Murat Çelik ise, Kod 49 işten atılan bir işçi, EYT’li, aldığı emekli ücreti yetmediğinden inşaatlarda çalışıyor bir yandan da mücadele ediyor hakları için. Çelik şöyle devam ett: “İşsizlik maaşı alamadık. Ben EYT’li oldum ama, bugüne kadar bizi sigortamızı düşükten yatırdıkları için, fazla mesaileri elden verdikleri için ben en düşük emekli ücretini alıyorum. Buradan da bir mağduriyetimiz var. Biz şu anda geçinemediğimiz için, merdiven altı, güvencesiz işlerde çalışarak geçinmeye çalışıyoruz. Ben inşaatlara gidiyorum. Çok ağır işlerde çalışıyoruz, hayatta kalabilmek için. 7 bin 500 lira ile geçinebilmek mümkün mü? Herhangi bir iş yerine gitsek 49 kodu önümüze çıkıyor. Almıyorlar işe. Fabrikanın önüne gitmemiz, hakkımızı aramamız yasak. Bizi engellemeleri anayasal suç. İşveren bizi, ‘sizinle sonuna kadar uğraşacağım, size bu parayı vermeyeceğim’ diye tehditler ettiği için, anlaşan arkadaşlar oldu. En son işten çıkarılan arkadaş ciddi bir iş kazası geçirmişti, 5 yıl çalışmasına 90 bin lira verdiler. Bu yapılan insanlığa aykırı. 25 yılımız iki dudağının arasında, ‘git buradan’ dediler. Haklarımızı da vermediler. Biz bilmiyorduk bu işleri, direniş sürecinde anladık ki bu insanları gerçekten sömürüyorlar. Bu sömürü sistemini öğrendik. Ben kalifiyeli işçiyim. Ama senelerimi bu fabrikaya verdim, 10 kişi başladık, zirveye çıkardık bu fabrikayı. 20 tonluk sac çekiyordum elle. Şimdi bir yere girsem ciddi ücret alırım. Ama burada çalışırken dirseklerim gitti. Ben bu kollarla çalışamıyorum şu anda, bilekler şöyle kalıyor ve bu meslek hastalığı burada yıllarca zorlu koşullarda çalıştığım için oldu.

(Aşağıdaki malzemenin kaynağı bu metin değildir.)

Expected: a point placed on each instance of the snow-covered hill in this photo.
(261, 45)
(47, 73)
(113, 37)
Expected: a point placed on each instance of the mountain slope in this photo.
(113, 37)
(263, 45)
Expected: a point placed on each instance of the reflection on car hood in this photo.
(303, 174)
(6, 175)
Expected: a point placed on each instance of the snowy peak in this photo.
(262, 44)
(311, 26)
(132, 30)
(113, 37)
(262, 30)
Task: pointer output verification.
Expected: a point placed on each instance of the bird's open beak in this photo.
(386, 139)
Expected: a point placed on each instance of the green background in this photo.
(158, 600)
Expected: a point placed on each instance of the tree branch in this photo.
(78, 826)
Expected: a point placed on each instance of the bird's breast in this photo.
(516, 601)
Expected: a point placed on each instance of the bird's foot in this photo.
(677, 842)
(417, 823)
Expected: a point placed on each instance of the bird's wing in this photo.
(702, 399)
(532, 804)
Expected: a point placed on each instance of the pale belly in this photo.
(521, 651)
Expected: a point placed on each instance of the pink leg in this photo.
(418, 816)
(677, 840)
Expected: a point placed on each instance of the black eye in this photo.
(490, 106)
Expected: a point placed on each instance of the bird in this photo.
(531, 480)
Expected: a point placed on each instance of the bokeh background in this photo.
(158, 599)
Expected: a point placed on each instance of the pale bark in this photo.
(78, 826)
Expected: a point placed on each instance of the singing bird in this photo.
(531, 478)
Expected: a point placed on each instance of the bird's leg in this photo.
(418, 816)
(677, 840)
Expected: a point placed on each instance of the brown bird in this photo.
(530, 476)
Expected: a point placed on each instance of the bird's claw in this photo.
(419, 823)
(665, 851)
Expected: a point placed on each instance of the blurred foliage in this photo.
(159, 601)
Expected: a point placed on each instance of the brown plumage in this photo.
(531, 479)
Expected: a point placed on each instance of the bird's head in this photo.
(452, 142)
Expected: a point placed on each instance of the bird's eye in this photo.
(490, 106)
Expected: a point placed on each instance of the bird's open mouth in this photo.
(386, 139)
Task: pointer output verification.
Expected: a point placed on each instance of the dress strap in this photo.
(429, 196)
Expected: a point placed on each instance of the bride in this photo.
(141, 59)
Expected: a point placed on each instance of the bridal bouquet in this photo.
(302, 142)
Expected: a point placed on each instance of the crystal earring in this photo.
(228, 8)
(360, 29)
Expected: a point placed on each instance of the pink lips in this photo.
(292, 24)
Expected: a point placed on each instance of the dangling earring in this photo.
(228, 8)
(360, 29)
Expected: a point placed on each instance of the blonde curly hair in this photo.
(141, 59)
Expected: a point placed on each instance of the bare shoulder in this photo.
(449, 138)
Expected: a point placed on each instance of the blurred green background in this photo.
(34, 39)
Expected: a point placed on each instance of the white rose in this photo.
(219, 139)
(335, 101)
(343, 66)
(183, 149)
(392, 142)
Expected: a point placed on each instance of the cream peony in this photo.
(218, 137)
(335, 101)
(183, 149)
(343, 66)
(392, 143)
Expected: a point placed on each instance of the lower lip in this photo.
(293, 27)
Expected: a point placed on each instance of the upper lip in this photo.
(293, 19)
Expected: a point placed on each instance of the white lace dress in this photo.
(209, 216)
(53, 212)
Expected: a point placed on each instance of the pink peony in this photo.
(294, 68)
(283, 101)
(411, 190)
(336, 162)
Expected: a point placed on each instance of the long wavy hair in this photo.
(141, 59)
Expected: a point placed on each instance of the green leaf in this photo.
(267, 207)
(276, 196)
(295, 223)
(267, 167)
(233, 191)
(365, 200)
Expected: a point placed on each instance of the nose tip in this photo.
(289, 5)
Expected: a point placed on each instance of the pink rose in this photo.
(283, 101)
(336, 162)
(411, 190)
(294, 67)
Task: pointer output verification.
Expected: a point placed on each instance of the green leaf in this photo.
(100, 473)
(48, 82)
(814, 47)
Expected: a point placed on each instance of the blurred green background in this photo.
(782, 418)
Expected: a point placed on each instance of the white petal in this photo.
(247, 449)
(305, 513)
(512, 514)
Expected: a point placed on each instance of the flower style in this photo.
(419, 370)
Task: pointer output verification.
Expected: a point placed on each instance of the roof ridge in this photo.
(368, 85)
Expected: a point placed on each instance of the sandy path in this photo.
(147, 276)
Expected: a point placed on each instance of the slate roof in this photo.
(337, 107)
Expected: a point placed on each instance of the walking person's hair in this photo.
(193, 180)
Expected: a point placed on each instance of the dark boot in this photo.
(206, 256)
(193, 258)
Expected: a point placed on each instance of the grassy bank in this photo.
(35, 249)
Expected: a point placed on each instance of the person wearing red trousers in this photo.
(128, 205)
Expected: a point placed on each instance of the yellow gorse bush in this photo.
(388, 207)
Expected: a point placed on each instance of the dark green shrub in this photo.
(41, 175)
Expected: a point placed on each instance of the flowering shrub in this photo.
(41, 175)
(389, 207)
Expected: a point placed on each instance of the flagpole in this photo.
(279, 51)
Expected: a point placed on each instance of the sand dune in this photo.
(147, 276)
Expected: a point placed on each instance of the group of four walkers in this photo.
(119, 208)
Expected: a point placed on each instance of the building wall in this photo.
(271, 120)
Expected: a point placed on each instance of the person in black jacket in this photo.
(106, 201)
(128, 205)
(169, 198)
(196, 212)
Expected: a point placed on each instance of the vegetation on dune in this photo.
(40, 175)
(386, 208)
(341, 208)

“TÜM İŞÇİLERİN HAKKINI ARIYORUZ”
Çelik, mahkeme ve direniş sürecindeki adaletsizliğe de dikkat çekerek, “Ben size sorayım, adalet nasıl bir şey? Bence sadece tiyatro. Gidiyorsun hakim, avukat, Düzce basını, vali, hepsi işçinin karşısında, patronun yanında. Ben ibadet özgürlüğümü, sendika özgürlüğümü elimden aldıklarında tepki gösterdiğim için hemen işten attılar. Benim mahkemeyi onuncu ayın 2.sine verdi, ben o zamana kadar ne yapacağım, neden düzgün bir işe giremeyeyim, o zamana kadar benim 49. madde ne olacak? Onlar bizi asla yıldıramazlar. Bizi paramparça etseler, durduramazlar, mücadeleyi sonuna kadar götüreceğiz. İşverenin dört fabrikasındaki işçilere sesleniyorum, biz buradan hakkımızı alacağız, sizin hakkınızı da arayacağız. Ses çıkarmaktan korkmayın, patronun sus payına aldanmayın. Biz gururluyuz, mutluyuz, tüm işçilerin hakkını arıyoruz. Sadece kendimizin değil. Emek verdik, bu hunharca zayii edilemez, bunun bir bedeli olmalı” dedi.